The first prop test was the simplest possible pairing: a lantern at the edge of the scene, a campfire in the clearing. Nothing fancy was modelled for either. The question was whether the volumetric haze was sympathetic to point lights at distance, because if it isn't, every later setpiece falls apart.

It is. The campfire's glow halos through the fog at the right rate. The lantern picks out the immediate foreground without bleeding into the haze. The geometry is doing almost none of the work in this frame. Every bit of the mood is fog plus lights. That ratio is the right one for Ashmoor. Any scene that needs detailed geometry to read at night is an over-designed scene.

The crucifix at night

A near-pitch-dark scene with a faint glow on a stone crucifix in the middle distance, dev panel open
A stone crucifix dropped into the dark. Just enough light to read its silhouette.

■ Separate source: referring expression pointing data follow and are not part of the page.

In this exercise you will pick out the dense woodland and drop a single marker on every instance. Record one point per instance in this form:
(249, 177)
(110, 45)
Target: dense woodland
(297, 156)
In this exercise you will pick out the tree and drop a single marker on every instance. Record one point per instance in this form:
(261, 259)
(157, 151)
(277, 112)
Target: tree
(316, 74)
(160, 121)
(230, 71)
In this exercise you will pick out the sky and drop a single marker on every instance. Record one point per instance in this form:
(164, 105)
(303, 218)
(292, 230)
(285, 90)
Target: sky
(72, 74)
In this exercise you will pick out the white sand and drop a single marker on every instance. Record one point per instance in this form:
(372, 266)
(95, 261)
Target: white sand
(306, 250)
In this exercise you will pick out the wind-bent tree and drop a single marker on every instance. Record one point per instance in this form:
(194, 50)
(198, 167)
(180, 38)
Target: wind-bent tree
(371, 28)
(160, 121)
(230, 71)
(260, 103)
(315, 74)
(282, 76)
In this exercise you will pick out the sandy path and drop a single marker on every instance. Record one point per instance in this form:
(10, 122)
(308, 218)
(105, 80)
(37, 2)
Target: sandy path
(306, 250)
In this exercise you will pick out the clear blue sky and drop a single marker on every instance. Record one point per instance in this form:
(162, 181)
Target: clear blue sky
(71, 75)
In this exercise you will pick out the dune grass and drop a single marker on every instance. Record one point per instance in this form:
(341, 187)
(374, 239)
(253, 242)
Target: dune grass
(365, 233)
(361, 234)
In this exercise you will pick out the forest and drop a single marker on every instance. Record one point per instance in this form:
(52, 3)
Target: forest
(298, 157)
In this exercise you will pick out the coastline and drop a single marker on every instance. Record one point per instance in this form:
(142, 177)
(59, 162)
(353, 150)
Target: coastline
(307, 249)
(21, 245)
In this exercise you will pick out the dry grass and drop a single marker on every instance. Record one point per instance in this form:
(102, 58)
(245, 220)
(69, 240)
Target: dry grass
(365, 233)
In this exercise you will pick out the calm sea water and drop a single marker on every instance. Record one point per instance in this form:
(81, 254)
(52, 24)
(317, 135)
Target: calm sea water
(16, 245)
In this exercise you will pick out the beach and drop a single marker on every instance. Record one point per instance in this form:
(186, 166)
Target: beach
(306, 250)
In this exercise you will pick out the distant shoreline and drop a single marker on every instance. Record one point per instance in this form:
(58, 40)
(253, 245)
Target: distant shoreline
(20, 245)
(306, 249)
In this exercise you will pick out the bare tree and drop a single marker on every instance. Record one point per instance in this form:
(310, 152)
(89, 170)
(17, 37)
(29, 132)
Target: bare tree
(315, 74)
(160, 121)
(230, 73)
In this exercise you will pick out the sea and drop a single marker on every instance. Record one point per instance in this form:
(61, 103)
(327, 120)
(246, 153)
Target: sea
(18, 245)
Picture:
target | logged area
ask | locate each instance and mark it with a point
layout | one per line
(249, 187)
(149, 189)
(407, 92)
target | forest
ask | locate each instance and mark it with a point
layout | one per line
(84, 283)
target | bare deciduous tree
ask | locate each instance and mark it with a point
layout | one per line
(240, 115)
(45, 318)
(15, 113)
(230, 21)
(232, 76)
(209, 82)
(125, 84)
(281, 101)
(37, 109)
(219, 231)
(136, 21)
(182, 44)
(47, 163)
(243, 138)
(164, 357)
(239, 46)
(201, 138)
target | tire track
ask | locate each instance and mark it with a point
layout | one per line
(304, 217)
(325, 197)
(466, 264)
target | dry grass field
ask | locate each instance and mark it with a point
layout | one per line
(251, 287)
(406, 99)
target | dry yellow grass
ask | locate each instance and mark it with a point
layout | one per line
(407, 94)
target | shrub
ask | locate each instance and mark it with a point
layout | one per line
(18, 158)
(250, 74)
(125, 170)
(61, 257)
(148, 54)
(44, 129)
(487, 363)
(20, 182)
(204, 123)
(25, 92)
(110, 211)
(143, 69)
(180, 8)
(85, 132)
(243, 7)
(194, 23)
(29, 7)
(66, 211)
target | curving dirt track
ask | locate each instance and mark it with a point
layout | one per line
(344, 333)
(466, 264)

The crucifix asks a different question. A non-emissive prop, a single piece of stone geometry, no light of its own. Can it still read at night settings, or does the moor swallow it?

Barely. The crucifix needs the moon's contribution pushed a hair, or it has to sit close to another light source, or it disappears.

That's a thesis, not a problem. In Ashmoor, no prop reads by default. Everything visible at night has been given a reason to be visible: a moonbeam falling on it, a candle near it, a fire across the clearing. The moor doesn't volunteer information. It withholds, and the player learns to provide their own light if they want to see anything.

The crucifix is also, separately, the first object in the project that means something specific. A lantern is a tool. A fire is shelter. A crucifix is a claim. Whoever planted it in this clearing was making an argument about what's out here and what to do about it. The argument doesn't have to be right. The moor only has to let it stay visible long enough for the player to notice.

Stress-testing the library

Forest scene with multiple props placed around, environment panel open
Several props in one composition. A fence post, a lantern, miscellaneous scatter. Everything reads.

Half a dozen props in the same frame. A fence post, a lantern, scatter elements. The point is less about composition and more about whether one new prop breaks the others. None of them do. Everything sits in the moor on the same terms.

The lesson sits underneath all subsequent work: lighting first, prop second. The atmosphere has to be honest. Props live inside it. Anything that reads only when a fresh light is pointed at it is the wrong size, the wrong colour, or the wrong shape for the world it's in. The moor has rules. Everything placed in it obeys them.